Look at it another way: If you were trusting them to manage $2m, wouldn’t you expect the best cash back rate in the market? If you’re paying $20k a year to have them manage your money so you don’t have to, would you be pleased about needing to shop around for a better card and log in to multiple banks? Would you want to screw with travel rewards points to squeeze out a couple extra percent, or would you just want the best no-hassle cash back?
2mm is a halfway-ish number.
Still far from anything that actually has ‘private’ in the name (minimal is usually 10mm) but quite a bit beyond ‘cheaper’ options like CPC, BOA’s “Preferred Rewards” or Citi gold.
Fido is essentially creating a more granular tier in their product line to cater for those with more than 250k but less than 10mm invest-able assets, I assume other banks/brokers will follow suit soon.
“Do they care about 1%?” One answer maybe as there’s little other options, even when the other options pop up they gonna be quite similar, so why say no to another 1%?
Ooof, yeah the fee is a killer.

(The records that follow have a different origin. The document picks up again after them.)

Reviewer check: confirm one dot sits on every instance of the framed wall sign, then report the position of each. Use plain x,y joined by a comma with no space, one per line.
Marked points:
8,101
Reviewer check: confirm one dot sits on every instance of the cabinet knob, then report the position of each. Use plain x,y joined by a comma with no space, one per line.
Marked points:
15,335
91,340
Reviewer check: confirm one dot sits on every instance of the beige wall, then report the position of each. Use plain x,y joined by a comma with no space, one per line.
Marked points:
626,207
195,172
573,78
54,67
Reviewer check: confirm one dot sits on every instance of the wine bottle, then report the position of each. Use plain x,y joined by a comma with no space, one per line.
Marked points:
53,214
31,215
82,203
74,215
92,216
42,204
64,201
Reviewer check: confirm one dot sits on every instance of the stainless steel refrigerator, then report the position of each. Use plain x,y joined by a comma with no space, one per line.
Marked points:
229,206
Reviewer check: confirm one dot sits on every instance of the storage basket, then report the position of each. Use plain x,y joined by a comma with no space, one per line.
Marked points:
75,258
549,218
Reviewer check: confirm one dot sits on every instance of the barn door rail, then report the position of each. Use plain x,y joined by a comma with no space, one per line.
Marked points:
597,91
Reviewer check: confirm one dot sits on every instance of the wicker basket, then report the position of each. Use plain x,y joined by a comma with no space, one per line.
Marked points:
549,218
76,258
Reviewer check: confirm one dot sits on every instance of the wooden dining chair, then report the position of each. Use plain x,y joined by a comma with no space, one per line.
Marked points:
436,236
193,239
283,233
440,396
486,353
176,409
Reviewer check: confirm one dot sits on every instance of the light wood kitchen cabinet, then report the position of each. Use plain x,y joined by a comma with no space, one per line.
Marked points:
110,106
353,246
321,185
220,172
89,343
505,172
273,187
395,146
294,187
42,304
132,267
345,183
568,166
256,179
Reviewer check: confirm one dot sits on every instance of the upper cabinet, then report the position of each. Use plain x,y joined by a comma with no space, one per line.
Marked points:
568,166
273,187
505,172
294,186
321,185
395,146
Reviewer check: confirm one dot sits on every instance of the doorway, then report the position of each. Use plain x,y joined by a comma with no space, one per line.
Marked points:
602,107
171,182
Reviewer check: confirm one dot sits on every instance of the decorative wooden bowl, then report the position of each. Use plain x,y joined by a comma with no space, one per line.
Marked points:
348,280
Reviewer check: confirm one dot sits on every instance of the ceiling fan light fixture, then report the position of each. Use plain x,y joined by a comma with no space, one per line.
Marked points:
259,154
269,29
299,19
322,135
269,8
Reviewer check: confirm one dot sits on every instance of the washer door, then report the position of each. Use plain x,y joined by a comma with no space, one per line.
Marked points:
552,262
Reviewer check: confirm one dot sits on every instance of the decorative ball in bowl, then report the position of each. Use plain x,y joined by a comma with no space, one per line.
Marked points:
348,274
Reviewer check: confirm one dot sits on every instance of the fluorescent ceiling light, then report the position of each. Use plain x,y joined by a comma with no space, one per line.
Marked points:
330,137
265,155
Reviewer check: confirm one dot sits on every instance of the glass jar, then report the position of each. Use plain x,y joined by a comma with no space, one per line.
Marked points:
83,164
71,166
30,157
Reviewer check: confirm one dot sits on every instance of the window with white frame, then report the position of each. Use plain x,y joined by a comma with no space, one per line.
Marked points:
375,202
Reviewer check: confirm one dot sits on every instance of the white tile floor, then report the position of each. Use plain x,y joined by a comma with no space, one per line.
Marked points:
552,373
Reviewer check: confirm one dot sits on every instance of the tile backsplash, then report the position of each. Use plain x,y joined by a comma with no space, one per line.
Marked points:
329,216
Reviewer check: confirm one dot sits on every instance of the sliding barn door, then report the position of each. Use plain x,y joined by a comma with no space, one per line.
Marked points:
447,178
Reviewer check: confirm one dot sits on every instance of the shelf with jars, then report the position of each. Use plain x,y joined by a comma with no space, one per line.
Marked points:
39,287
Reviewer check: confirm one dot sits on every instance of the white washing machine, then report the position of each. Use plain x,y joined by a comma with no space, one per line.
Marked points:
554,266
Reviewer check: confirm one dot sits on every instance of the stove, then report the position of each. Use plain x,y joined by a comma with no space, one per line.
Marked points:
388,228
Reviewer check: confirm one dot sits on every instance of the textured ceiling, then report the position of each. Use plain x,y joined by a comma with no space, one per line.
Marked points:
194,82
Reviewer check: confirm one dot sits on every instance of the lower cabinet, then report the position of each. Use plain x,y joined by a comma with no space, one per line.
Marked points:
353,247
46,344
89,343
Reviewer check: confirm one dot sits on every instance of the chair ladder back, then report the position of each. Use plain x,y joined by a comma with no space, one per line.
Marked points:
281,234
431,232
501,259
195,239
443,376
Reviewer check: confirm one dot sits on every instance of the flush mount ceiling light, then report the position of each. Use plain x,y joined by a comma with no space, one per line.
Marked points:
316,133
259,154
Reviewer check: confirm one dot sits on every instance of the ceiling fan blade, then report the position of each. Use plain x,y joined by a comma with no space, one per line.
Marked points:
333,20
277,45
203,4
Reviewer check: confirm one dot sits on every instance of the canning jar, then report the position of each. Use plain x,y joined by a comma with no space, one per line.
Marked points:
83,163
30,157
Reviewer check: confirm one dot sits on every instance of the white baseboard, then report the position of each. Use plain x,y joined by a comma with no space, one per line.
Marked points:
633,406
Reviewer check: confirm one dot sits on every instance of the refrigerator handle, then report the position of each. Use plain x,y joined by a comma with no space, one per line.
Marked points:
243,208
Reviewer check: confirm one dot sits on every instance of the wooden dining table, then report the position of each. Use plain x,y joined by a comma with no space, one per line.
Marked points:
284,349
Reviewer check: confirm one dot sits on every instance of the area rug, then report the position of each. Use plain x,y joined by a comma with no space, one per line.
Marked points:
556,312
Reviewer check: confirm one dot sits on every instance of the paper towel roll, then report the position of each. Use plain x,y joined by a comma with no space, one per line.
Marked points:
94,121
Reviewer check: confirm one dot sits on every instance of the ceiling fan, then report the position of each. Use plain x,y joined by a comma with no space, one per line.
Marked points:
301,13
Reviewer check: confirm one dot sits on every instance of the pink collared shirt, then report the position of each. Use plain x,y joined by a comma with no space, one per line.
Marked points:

Thought I could park money in Fidelity’s zero fee FZROX and reap additional rewards…
Yep, I really should just start reading “Our Verdict” first. Love how Chuck and William give it to us straight.
Thanks 🙂
Updated the title to make it even clearer.

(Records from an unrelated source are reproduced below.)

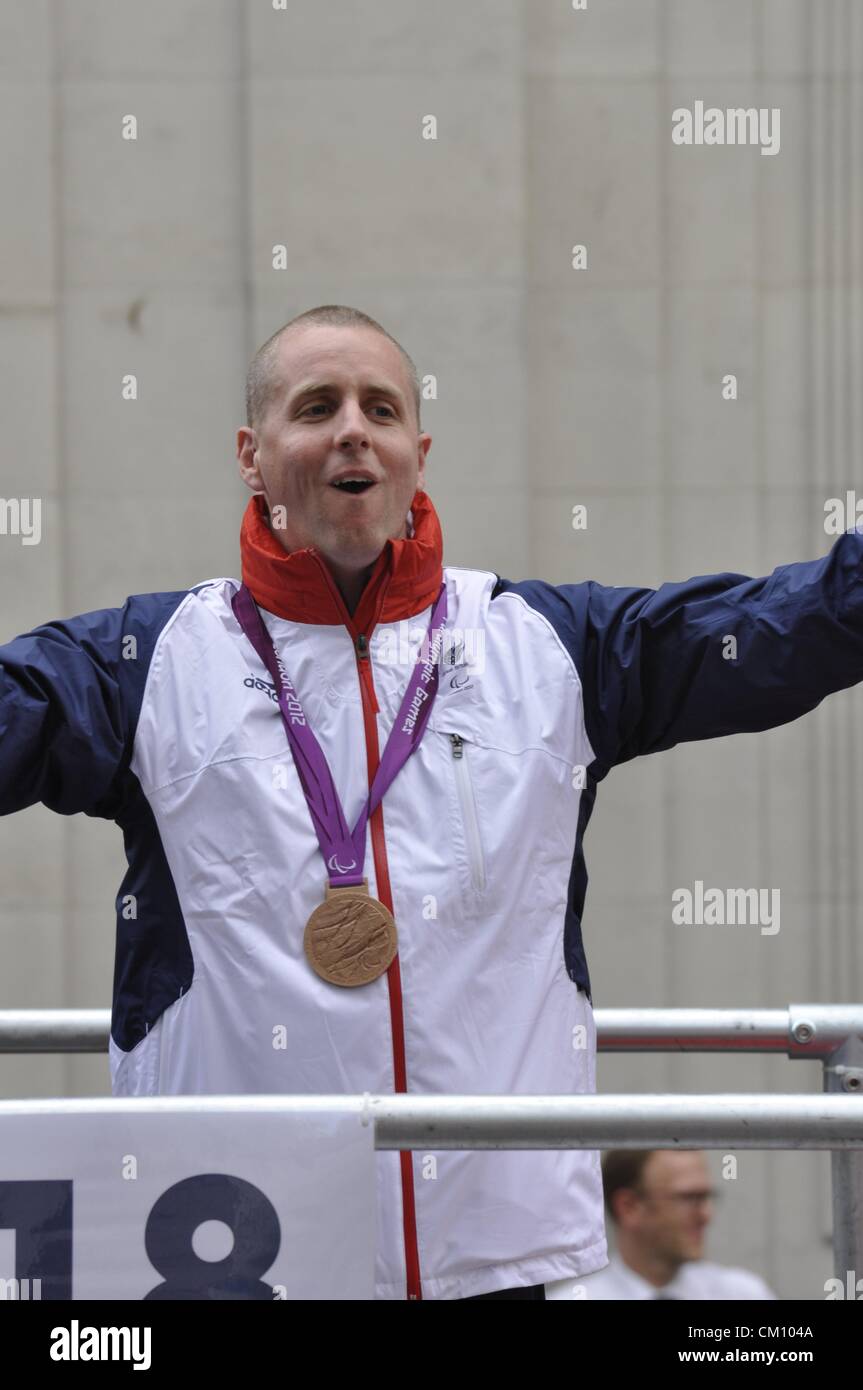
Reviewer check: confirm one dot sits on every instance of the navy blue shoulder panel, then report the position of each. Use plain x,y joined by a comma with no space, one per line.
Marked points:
70,702
714,655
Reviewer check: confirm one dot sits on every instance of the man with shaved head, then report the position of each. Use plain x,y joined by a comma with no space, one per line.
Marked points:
355,783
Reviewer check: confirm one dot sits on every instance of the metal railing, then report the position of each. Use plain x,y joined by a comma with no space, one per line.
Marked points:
831,1034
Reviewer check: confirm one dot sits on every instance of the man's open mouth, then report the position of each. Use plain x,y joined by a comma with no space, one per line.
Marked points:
353,485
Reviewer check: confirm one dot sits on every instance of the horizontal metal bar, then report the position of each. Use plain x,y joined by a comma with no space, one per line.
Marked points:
803,1030
531,1122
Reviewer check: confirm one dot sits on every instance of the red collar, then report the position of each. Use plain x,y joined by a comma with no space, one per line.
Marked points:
298,585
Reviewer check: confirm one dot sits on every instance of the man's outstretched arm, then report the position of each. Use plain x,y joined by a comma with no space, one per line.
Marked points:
70,694
719,653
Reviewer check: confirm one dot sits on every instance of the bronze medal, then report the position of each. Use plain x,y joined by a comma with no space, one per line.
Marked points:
350,938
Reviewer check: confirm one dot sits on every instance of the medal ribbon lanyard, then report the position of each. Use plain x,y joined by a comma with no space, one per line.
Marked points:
345,851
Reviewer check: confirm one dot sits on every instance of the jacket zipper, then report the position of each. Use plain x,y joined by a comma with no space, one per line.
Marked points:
393,975
469,812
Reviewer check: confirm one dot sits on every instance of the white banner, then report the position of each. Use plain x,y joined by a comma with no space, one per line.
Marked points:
116,1204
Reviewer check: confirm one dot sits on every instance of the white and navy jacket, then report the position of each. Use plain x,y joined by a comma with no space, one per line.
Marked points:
182,745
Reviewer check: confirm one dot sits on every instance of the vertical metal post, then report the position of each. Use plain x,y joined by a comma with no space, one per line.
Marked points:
844,1075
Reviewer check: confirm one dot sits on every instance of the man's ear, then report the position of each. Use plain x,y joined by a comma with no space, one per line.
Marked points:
424,445
248,456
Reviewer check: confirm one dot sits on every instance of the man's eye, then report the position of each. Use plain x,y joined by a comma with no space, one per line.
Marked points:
321,405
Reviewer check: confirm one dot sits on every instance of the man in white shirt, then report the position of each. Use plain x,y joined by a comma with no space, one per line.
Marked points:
660,1203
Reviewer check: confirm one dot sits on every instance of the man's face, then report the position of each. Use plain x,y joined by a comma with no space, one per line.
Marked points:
342,405
670,1218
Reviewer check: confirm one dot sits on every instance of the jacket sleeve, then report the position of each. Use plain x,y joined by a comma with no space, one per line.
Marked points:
70,695
720,653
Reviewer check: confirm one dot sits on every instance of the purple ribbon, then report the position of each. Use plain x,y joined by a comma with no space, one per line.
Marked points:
343,851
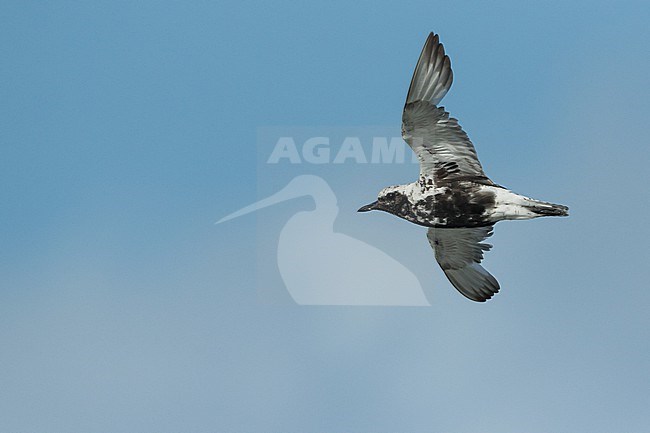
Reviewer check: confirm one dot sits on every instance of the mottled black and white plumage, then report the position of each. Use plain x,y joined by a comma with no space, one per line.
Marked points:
453,196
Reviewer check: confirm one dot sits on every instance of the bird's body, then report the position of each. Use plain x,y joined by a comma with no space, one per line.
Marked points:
452,196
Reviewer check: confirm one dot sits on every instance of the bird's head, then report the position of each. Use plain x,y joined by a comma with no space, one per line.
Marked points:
390,199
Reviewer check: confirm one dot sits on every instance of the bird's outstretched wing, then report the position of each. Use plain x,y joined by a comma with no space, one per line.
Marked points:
459,252
443,148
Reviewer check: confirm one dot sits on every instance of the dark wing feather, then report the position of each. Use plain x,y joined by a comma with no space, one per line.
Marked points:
459,252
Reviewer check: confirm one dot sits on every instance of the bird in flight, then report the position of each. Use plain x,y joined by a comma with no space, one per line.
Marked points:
452,196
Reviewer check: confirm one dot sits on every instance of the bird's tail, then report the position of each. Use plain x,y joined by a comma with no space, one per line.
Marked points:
543,208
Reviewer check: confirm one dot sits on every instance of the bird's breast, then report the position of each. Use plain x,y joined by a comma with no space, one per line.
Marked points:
458,204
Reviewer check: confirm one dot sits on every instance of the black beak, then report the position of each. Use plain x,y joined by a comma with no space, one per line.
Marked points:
368,207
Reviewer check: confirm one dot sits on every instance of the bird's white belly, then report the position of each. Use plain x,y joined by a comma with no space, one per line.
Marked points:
509,206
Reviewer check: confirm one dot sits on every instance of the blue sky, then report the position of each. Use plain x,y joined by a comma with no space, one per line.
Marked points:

Grant that’s exactly what I do, skip straight to the Verdict. It’s the original TLDR, or BLUF for those in the know.
Have the funds with them and the card, but no way with that 0.5% fee (at least $1250 a year), and that’s if their “professionals” don’t lose any of your money…
Same. It’s bad enough they use Elan to manage the credit card.
And the at least .5% fee is only for Funds/Assets after $5 million
Average Daily Assets Annual Gross Advisory Fee
First $500,000 1.25%
Next $500,000 1.10%
Next $1,000,000 0.90%
Next $3,000,000 0.70%
More than $5,000,000 0.50%
Ahha, I see, so it’s actually more than $10k in fees on $2M invested. I’ll update, thanks
Yeah, you pay 1.25% on the first $500,000. Then from $500,001-$1,000,000 you pay 1.10%. So even if you have $10 million you would be paying 1.25% on the first $500,000 of it.